Aku menilai ayahku itu sangat hebat. Di mataku dan cerita-cerita dari Ibuku tercinta dan kakak-kakakku diperoleh informasi bahwa ayahku hampir tidak mengenal waktu sia-sia. Beliau pernah berkata kepada kakak: Hidup ini jangan sampai ada hari kacing calang (telur yang busuk karena tidak menetas). Kesibukan ayahku terlihat dari setumpuk aktivitasnya: beliau dikenal masyarakat sebagai guru agama di sekolah dan mesjid, tokoh LKMD desa kami, membangun kolam dan kebun. Bahkan ayah membuat kolam di dua sungai. Jadi, di sungai tersebut, ayahku membagi dua jalur air sungai. Yang sebelah untuk kolam, yang sebelah lagi untuk air sungai. Mungkin ini dilakukan karena di sungai tidak mungkin akan kekurangan air di musim kemarau yang mana suka menjadikan kekeringan di tempat sekitar rumahku. Sungai yang dibangun cukup jauh dari rumah. Sungai pertama berjarak tempuh sekitar 20 menit jalan kaki, sungai yang satu lagi berjarak tempuh sekitar 45 menit jalan kaki dari rumah. Coba bayangkan sekitar tahun 1987 di perkampungan sudah ada seorang manusia yang berdaya kreativitas demikian, tidakkah kita layak mengatakannya luar biasa! Tambahan pula, di samping pengelolaan kolam untuk ternak ikan, dengan air sungai itu ayahku menjadikannya sumber Pembangkit Listrik Tenaga Air (PLTA) untuk menjalankan turbin kecil (kincir) yang selain dijadikan penerang gubuk dan kolam, juga dijadikan pengolahan kelapa untuk menghasilkan minyak.

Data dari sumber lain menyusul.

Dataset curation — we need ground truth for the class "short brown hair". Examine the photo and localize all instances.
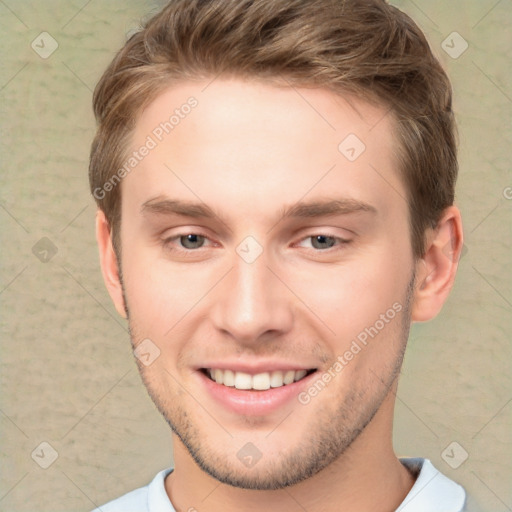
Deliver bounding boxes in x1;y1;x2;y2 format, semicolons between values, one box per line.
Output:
89;0;457;257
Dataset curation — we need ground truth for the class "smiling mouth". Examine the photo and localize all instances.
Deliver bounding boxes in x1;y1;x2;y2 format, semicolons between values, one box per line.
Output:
201;368;316;391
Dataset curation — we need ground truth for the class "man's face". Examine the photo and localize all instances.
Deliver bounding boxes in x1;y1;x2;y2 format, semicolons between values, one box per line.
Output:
121;79;414;489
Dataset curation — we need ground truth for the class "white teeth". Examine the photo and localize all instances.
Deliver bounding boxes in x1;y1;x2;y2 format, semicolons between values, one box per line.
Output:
235;372;252;389
283;370;295;384
252;373;270;390
220;370;235;387
270;370;284;388
294;370;308;382
207;368;307;391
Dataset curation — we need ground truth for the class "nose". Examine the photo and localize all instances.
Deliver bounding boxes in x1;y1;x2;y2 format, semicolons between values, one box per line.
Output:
211;246;293;345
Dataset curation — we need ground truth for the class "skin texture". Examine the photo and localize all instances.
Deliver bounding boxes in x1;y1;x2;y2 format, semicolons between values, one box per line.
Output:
97;78;462;512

Ayahku sangat berbeda dengan orang lain. Di saat hujan, orang lain diam di rumah, tetapi ayahku malah keluar dari rumah menuju sungai karena khawatir kolamnya rusak diterjang air sungai. Ini dilakukan bukan hanya di siang hari, tapi di malam hari pun demikian. Tidak ada lagi rasa takut di keheningan malam. Pakaian yang dikenakan mengajar di sekolah, seringkali langsung digunakan untuk mencangkul kolam-kolamnya, kebetulan sungai yang dibangun dekat dengan sekolah tempat beliau mengajar.

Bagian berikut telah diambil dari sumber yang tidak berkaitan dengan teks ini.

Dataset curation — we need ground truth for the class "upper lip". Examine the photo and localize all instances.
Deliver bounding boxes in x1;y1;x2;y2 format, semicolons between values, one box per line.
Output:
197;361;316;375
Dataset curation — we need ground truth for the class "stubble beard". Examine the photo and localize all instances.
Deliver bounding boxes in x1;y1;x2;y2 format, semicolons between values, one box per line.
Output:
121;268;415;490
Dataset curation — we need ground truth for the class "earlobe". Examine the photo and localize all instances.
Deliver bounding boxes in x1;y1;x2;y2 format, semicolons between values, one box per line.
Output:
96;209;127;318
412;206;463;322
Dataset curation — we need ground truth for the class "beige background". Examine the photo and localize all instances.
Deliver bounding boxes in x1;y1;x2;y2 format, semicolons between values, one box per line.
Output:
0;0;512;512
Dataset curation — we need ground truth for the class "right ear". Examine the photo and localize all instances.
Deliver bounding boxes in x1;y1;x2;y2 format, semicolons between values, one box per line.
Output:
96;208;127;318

Di masa mudanya, ayahku juga rajin belajar. Untuk ukuran orang kampung, beliau termasuk pandai. Beliau belajar bahasa Arab dan bahasa Inggris dari majalah-majalah bekas. Walau tanpa guru langsung, beliau mampu menjadi guru pertama bahasa Arab dan Inggris untuk kakak-kakakku. Bahkan ada perkataan yang berlebihan dari para tokoh masyarakat: “Kalau mau bertanya, tanyakan saja ke Pak Fulan (ayahku), tidak ada satu pertanyaan pun yang tidak bisa dijawab, terutama tentang Islam.” Sayangnya, aku tidak sempat mewarisi ilmunya dalam keadaan sadar, karena ayahku sudah meninggal dunia di usia aku Kelas SD (Sekolah Dasar). Dikatakan keadaan sadar, karena banyak ilmu yang aku peroleh seperti cara baca al-Quran tanpa disadari, tanpa berguru kepada orang lain. Awalnya, aku kira aku sangat pandai, ternyata eh ternyata setelah berkomunikasi dengan kakak, ternyata aku belajar sejak balita bersama kakak-kakakku dan secara tidak langsung belajar kepada ayah di saat beliau mengajar.

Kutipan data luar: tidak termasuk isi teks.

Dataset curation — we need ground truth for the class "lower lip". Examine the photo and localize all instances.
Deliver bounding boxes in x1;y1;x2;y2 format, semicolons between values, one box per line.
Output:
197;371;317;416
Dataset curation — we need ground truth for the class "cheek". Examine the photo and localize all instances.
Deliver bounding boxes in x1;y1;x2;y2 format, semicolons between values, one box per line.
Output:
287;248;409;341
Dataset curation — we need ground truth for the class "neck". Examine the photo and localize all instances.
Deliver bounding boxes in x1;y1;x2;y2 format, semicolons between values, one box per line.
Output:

Sebelum masuk SD, aku sering meminta diceritakan dan dibacakan tentang dongeng-dongeng, baik dongeng fiksi sunda seperti Si Kancil, Aki-Aki Belegug (Kakek-kakek bodoh, cerita ini sangat unik, tidak sebatas kebodohannya), kisah nabi, dan lain-lain, hingga suatu waktu aku kecil sering kali membawa buku cerita, kemudian seolah-olah membacanya dengan suara nyaring, padahal aku belum bisa membaca. Ternyata  kata kakakku, aku memang belum bisa membaca, tapi aku sudah hapal cerita-cerita di dalam buku tersebut, karena sudah terlalu sering dibacakan kakak.
Aku biasanya ingin belajar ngaji seperti IQRA tamat sekaligus. Kebiasaan ini didukung dengan ketelatenan kakak mengajariku, walaupun seringkali ayah menegur untuk menghentikan cara belajarku, karena khawatir terlalu membebani otak balitaku. Walaupun ayah melarang, beliau tidak memaksa menghentikan, mungkin larangan beliau hanya sebagai kontrol proses pembelajaranku. Ini ayah sungguh luar biasa……! Aku kangen padamu ayah, semoga engkau diberikan tempat yang penuh rahmat di samping Allah SWT. Amiin!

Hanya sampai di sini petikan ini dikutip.